Nous suivons le récit d'un voyage d'un navire baleinier, dirigé par le capitaine Achab qui veut seulement tuer la baleine blanche. Le point fort du roman est son narrateur, Ismaël, à la fois érudit, un peu fou, un peu mystique, conscient de raconter une histoire impossible. Plus qu'une histoire d'une chasse, c'est toute la mythologie des baleines qui nous est présentée au fil des pages. Ismaël prétend à plusieurs reprises vouloir être exact, précis et exhaustif, mais en réalité il dresse un portrait fantasmé, hérité de siècles de légendes et d'explorations vaguement scientifiques, d'un animal dont Moby Dick est la superbe incarnation, irréelle et monstrueuse à la fois.


Mais j'ai traversé à la nage les bibliothèques et fait voile sur les océans. J'ai eu affaire avec les baleines avec les mains que voici, je suis sincère, et je vais me risquer. Il y a toutefois quelques préliminaires à établir.

Ma lecture est documentée par celle du journal du capitaine Fuller qui décrit assez bien le mode de vie sur ce type de navire. Les 700 pages du roman ne s'expliquent pas par la survenue de péripéties qui ralentiraient le dénouement, mais par la logorrhée d'Ismaël qui présente les différentes espèces de baleines, les techniques de chasse, la façon de découper la bête, en passant par l’astrologie, la lutte du bien contre la mail, la folie, l’orgueil, etc.

Achat se tenait à l'écart, longuement dans un silence enchanté ; chaque fois que le navire enfonçait son beaupré dans les profondeurs, il se tournait pour regarder, à l'avant, flamboyer les rayons du soleil, et chaque fois que le vaisseau plongeait lourdement de l'arrière, il se retournait pour voir l'emplacement de l'astre dont les rayons jaunes se fondaient dans son sillage implacable.
La spécificité du roman est aussi sa langue, excessive, hyperbolique – tout l'équipage parle comme dans un grand roman épique.

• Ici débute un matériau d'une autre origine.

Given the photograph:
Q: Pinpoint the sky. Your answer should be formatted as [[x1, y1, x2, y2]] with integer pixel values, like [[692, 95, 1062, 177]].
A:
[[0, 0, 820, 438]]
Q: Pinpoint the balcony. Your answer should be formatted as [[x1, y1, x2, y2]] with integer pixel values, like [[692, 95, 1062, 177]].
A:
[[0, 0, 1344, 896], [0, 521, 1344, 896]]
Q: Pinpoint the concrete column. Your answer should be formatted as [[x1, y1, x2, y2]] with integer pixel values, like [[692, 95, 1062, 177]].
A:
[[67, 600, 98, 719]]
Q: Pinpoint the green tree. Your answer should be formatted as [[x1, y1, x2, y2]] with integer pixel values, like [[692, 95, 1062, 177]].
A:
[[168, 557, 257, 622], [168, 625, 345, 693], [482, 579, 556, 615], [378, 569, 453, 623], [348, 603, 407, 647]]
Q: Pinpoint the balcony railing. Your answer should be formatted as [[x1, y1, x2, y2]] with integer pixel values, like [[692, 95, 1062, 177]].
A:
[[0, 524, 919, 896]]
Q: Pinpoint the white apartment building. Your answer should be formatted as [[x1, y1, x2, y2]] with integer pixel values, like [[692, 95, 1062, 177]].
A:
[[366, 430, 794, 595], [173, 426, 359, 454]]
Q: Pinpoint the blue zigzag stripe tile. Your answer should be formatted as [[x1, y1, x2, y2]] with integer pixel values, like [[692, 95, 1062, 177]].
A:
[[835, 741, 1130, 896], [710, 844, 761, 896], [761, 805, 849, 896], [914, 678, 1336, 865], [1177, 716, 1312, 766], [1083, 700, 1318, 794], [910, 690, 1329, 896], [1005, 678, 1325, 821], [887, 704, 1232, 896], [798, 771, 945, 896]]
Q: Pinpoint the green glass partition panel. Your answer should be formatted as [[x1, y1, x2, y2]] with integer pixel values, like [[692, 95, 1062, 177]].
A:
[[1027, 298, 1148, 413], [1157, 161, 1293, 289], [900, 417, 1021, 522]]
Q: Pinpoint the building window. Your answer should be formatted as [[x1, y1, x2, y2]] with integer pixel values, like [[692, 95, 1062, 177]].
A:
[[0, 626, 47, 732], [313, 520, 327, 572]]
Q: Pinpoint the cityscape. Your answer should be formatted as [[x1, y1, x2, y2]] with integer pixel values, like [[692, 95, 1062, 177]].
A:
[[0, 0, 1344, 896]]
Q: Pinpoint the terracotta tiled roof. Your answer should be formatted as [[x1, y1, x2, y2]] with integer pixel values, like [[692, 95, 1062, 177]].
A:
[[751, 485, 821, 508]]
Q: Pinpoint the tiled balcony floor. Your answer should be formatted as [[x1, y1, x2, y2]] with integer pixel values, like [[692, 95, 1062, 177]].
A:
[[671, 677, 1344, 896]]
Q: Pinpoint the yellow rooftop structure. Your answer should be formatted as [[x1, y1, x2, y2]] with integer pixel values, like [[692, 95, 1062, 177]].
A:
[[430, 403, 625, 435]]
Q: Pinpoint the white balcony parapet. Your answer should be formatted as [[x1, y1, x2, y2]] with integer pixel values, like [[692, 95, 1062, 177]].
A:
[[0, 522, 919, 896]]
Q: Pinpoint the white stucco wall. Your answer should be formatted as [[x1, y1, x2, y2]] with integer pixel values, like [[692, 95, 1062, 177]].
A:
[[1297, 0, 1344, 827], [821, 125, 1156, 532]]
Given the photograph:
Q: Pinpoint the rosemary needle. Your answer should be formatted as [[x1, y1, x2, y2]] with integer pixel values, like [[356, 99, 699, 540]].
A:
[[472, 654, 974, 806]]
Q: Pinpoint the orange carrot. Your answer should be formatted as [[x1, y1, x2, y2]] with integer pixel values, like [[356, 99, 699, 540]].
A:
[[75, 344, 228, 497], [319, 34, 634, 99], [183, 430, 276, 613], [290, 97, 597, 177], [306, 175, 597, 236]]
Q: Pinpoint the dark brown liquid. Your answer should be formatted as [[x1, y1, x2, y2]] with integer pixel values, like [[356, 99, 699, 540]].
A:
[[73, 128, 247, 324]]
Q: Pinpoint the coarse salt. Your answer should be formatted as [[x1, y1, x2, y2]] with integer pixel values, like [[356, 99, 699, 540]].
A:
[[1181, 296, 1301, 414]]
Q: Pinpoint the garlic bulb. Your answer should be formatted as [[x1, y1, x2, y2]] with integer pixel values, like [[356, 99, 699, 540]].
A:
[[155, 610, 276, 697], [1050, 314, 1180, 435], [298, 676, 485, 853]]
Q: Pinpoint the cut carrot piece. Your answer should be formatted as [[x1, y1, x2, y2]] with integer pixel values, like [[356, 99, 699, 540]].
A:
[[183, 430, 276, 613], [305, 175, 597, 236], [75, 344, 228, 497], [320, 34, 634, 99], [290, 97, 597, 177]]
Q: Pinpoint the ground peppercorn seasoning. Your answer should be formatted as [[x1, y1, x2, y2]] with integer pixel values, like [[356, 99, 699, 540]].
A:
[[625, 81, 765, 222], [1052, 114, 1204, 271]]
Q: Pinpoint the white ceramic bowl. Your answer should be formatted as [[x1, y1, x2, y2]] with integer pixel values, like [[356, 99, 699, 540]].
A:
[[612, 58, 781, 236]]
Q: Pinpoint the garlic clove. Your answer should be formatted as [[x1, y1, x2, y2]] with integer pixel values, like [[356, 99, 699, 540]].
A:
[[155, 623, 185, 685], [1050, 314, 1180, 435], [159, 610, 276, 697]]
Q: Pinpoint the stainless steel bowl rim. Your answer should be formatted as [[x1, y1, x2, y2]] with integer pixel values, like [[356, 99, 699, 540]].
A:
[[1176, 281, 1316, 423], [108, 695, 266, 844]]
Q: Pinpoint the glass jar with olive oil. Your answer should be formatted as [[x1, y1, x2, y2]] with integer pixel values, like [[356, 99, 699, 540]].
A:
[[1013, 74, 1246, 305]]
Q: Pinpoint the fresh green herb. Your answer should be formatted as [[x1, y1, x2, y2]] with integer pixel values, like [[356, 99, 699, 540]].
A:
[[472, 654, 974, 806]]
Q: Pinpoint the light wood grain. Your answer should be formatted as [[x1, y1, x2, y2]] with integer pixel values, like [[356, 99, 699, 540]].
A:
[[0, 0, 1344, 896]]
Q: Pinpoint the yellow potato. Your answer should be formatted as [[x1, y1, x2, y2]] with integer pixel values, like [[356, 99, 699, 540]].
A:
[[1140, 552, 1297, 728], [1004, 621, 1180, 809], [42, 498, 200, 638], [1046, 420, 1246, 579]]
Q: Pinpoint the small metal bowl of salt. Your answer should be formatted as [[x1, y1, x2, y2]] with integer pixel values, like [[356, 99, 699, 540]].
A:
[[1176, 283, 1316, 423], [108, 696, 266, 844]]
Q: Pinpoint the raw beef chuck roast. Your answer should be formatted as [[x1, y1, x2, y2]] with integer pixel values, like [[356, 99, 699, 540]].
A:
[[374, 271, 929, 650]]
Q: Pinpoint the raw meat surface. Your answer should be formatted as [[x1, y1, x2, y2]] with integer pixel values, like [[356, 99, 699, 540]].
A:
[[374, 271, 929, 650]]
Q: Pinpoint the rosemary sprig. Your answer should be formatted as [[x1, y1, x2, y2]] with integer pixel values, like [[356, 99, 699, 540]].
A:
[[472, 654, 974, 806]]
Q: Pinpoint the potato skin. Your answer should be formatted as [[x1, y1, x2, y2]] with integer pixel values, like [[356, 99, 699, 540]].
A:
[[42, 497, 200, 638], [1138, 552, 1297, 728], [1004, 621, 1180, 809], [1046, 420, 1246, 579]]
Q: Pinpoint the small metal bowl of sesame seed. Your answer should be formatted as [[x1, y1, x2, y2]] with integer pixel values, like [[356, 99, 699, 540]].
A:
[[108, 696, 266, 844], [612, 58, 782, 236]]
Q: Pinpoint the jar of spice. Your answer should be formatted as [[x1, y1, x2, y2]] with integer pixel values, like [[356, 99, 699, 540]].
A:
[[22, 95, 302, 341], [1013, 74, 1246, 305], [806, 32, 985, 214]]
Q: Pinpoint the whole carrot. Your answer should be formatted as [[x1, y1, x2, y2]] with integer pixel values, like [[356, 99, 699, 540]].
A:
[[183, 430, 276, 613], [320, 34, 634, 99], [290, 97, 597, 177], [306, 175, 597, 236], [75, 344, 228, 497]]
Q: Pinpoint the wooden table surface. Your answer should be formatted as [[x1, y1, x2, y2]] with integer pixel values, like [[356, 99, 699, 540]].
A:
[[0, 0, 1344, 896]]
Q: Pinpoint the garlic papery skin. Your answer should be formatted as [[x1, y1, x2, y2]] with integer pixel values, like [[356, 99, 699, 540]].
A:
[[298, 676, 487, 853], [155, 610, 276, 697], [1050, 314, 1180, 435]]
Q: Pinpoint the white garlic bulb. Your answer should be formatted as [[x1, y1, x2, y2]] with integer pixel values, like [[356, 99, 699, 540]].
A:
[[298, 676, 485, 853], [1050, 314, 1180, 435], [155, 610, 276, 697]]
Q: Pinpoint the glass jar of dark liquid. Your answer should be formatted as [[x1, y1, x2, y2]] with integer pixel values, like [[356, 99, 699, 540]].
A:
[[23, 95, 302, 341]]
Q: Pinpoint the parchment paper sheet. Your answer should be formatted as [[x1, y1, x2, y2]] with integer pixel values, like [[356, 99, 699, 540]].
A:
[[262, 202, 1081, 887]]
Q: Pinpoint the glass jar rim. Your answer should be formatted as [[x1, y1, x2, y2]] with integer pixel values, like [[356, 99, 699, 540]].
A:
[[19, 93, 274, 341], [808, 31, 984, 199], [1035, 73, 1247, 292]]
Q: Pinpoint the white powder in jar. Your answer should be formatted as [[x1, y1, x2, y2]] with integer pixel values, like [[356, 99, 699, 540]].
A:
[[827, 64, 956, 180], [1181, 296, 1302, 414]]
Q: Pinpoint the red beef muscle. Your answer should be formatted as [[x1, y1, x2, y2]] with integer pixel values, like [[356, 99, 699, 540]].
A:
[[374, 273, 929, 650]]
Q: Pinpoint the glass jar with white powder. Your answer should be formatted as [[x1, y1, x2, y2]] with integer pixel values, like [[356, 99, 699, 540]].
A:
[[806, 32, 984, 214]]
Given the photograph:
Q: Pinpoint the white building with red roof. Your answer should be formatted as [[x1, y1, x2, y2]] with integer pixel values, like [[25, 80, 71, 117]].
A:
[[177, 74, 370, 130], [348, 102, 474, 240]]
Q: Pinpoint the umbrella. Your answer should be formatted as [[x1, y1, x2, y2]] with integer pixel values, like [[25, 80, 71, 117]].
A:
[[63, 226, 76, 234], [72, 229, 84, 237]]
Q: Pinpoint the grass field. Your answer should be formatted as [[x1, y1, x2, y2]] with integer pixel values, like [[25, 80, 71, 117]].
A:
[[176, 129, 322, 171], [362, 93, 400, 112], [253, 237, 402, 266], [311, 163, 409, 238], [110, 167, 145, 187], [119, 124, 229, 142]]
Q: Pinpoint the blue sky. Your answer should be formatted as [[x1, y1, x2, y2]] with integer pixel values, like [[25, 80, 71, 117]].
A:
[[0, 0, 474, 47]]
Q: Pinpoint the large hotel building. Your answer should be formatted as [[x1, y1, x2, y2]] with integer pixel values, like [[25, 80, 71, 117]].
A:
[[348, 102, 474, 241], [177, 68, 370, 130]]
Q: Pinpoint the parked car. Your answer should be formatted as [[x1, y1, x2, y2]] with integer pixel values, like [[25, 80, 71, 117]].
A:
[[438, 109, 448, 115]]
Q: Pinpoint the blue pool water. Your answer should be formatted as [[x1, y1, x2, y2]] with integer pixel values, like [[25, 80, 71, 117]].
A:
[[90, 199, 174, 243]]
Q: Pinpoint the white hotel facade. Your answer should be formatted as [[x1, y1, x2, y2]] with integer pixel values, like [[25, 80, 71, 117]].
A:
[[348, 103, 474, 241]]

Les personnages sont tous plus grands que nature à quelque que titre que ce soit. C’est très beau.

Ce n'est pas facile à lire, mais c'est une expérience de lecture. Ce roman nécessitera certainement une relecture, car il contient beaucoup de symboles, de présages et de mystères.

Quant aux enseignes qui se balancent dans les rues devant les portes des marchands d'huile qu'en dire ? Les baleines y ressemblent à Richard III, sont bossues comme des dromadaires, ont un air féroce, et déjeunent d'une tarte de matelots, c'est-à-dire d'une baleinière avec tout son équipage, croquent deux ou trois hommes et, difformes, barbotent dans des mers de sang et de peinture bleue.

Le saviez-vous ? Ahab est aussi le nom d'un groupe de musique metal et voici le lien pour un extrait musical.

12 commentaires:

  1. J'ai envie de lire ce livre depuis des années et encore plus depuis quelques mois, après avoir vu le film "Au coeur de l'océan", et depuis quelques semaines, après avoir lu "Les vies multiples de Jeremiah Reynolds" de Christian Garcin : c'est peut-être l'histoire de cet homme qui aurait inspiré le roman de Melville !!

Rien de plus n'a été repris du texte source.